Nós definimos Formação Espiritual como:
Um processo que começa com a compreensão de que cada pessoa é um pecador separado de Deus. Ele leva em conta o projeto individual de cada um, as experiências de vida e os encontros com Cristo que os levam a um relacionamento pessoal de salvação com Jesus Cristo. A formação espiritual bíblica reconhece que o Espírito Santo utiliza o projeto e as experiências únicas de cada pessoa para transformá-la à imagem de Jesus Cristo. A formação espiritual bíblica descreve o processo completo que abrange o reconhecimento do pecado de uma pessoa, o arrependimento desse pecado e a redenção, regeneração e santificação do santo.
Cada uma de nossas vidas é uma jornada composta de experiências únicas que nos transformam e moldam em quem somos. Algumas experiências são boas; outras podem ser devastadoras. Independentemente disso, todas elas nos afetam de alguma forma.
A Igreja Cristã enfatiza o discipulado do crente e com razão, pois a formação de discípulos forma a comissão de Cristo para sua noiva. No entanto, a Igreja muitas vezes percebe o discipulado em um vácuo, não percebendo que o discipulado é um pequeno componente da formação espiritual e é, de fato, informado pelas experiências de vida de uma pessoa - sua jornada. Fazer discípulos fielmente exige que reconheçamos as experiências únicas e a composição da vida de cada pessoa e, em seguida, trabalhemos juntos nessas experiências para que cada um de nós cresça até os níveis de maturidade que Deus deseja para nós.

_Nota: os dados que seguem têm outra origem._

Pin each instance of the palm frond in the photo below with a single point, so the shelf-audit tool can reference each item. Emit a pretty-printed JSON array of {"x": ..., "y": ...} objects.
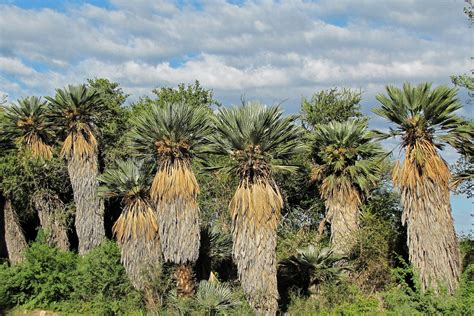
[
  {"x": 26, "y": 124},
  {"x": 74, "y": 112}
]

Não podemos separar o discipulado da formação espiritual de uma pessoa - ambos têm um impacto significativo sobre o outro. Nossas experiências afetam a maneira como vemos e nos relacionamos com Deus e com os outros. Elas influenciam nosso crescimento espiritual e nossos relacionamentos. Entendemos isso e procuramos desenvolver recursos que ajudem os buscadores a encontrar Deus, os seguidores de Cristo a experimentar a vida abundante que Jesus prometeu e todos a continuar progredindo em suas jornadas pessoais, independentemente de onde estejam.
Acreditamos que a Bíblia é evidentemente clara sobre a formação espiritual, e tudo o que ensinamos está de acordo com ela. Nosso objetivo e propósito são ajudar cada indivíduo, seja ele um seguidor de Cristo ou ainda a se tornar um, a encontrar o Deus da Bíblia e a caminhar na alegria e no propósito que ele oferece por meio da compreensão da identidade, da cura emocional e da liberdade espiritual.
Visite o site de nossa matriz para ver nossa Declaração de Fé e nossa posição teológica sobre crenças fundamentais. Com relação à formação espiritual, defendemos as três verdades a seguir.
A Bíblia nos ensina que todos nós, independentemente de nossas crenças, somos seres espirituais.
A busca e a compreensão das coisas espirituais não acontecem quando nos tornamos cristãos. Como crentes, Jesus e sua mensagem são simplesmente o que descobrimos ser o caminho e a verdade, e como progredir na jornada espiritual como Deus originalmente planejou. Entretanto, o processo de formação começa no momento em que somos concebidos.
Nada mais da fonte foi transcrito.